The highest spf when I was a kid was 15 and that was in a bottle of Tropicana Tanning oil!
I wanted a killer tan, so I didn't use that. I went straight for the baby oil!
I slathered myself in friggin' baby oil! We all did! All. Summer. Long. And boy did we have the burns to prove it!
Then in the 90's my weekends were spent at Zuma beach and my evenings after work at the tanning salon. We all did this, too!
We had no clue the damage we were doing to our skin from those stupid choices.
Or, the price we were going to pay in our 50's from having done so.
So now, I'm trying to repair and mitigate my mature skin. And, I'm trying to prevent future damage.
Thankfully, because of my ignorance, my daughter does know better and she will not have to pay the price I'm paying today, literally and figuratively!
So, yeah, SUNSCREEN... every. single. day, ladies! Every. Friggin' Single. Day!!
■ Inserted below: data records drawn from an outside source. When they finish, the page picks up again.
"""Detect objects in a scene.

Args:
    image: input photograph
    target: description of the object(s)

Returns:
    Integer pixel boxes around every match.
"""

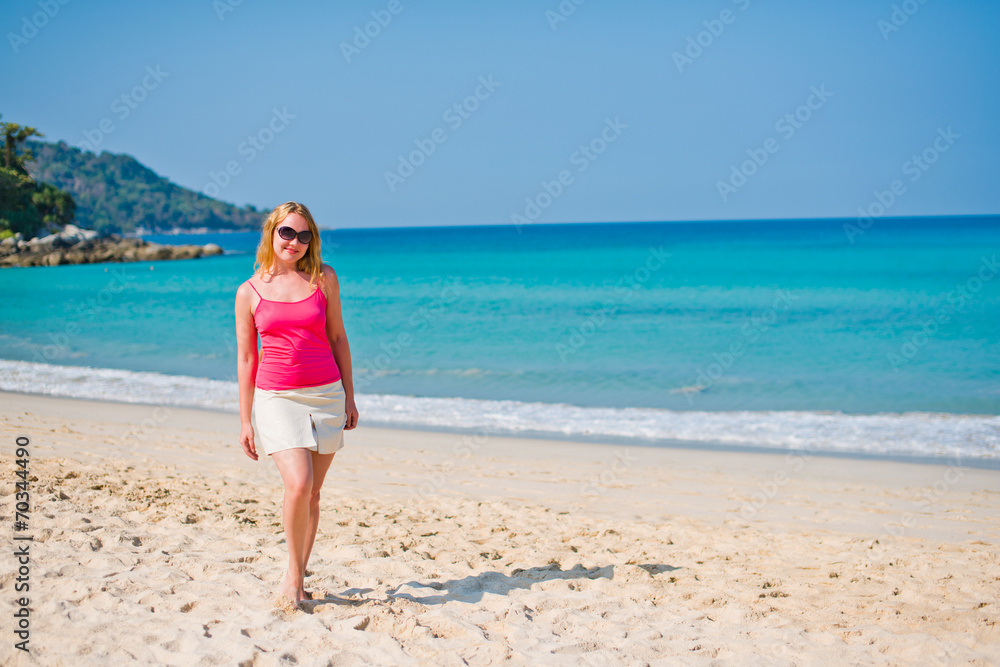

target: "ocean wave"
[0,360,1000,459]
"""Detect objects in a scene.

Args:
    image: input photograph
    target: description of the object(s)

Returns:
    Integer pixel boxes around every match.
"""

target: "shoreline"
[0,392,1000,665]
[0,389,1000,470]
[0,391,1000,543]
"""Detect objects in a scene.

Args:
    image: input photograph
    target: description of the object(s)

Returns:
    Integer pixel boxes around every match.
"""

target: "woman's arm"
[323,264,358,429]
[236,283,258,461]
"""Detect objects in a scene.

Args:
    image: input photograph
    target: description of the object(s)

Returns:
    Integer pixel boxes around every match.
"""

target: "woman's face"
[271,213,309,262]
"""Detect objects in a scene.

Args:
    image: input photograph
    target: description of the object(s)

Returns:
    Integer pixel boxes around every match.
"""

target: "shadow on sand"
[386,563,678,604]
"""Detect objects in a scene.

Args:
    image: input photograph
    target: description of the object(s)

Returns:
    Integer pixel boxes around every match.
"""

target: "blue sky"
[0,0,1000,228]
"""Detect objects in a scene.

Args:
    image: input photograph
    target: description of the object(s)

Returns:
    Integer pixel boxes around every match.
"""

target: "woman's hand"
[344,396,358,431]
[240,424,257,461]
My Favorite Daily Sunscreen
I personally like using mineral sunscreens because they offer full UVA and UVB protection.
Another plus, I can put them everywhere, including all up and around my eyes, and on my eye lids, and they don't burn my eyes.
My favorite is the CeraVe Hydrating Tinted Mineral Sunscreen with an SPF 30.
I use this one exclusively on my face and reapply as needed.
I like that it doesn't have a white cast and it's super hydrating.
And it plays nicely under makeup, too.
After getting on board with using a daily sunscreen, you should look into adding anti-aging skincare products into your daily routine.
There are anti-aging serums you can use to stimulate collagen production and help your skin to recover some of its resiliency.
You can also also use serums and creams (like prescription Tretinoin - Retin A) to help smooth fine lines and wrinkles, as well as lighten age /sun spots and hyperpigmentation.
Lastly, you can visit your dermatologist and look into in-office acid peels, laser treatments, botox and fillers.
I have not done the latter yet, but I'm not opposed to it, nor am I ruling it out.
Thus far I've been very, very happy with my current skincare routines and products.
Remember, an ounce of prevention is always worth more than a pound of cure.
And in the name of all things, holy or not, start wearing sunscreen every single day!
Because there is no point in doing anything "reparative" or "preventative" if you're not going to protect your skin in the first place!
Your skin through the ages... you can change the narrative of its story.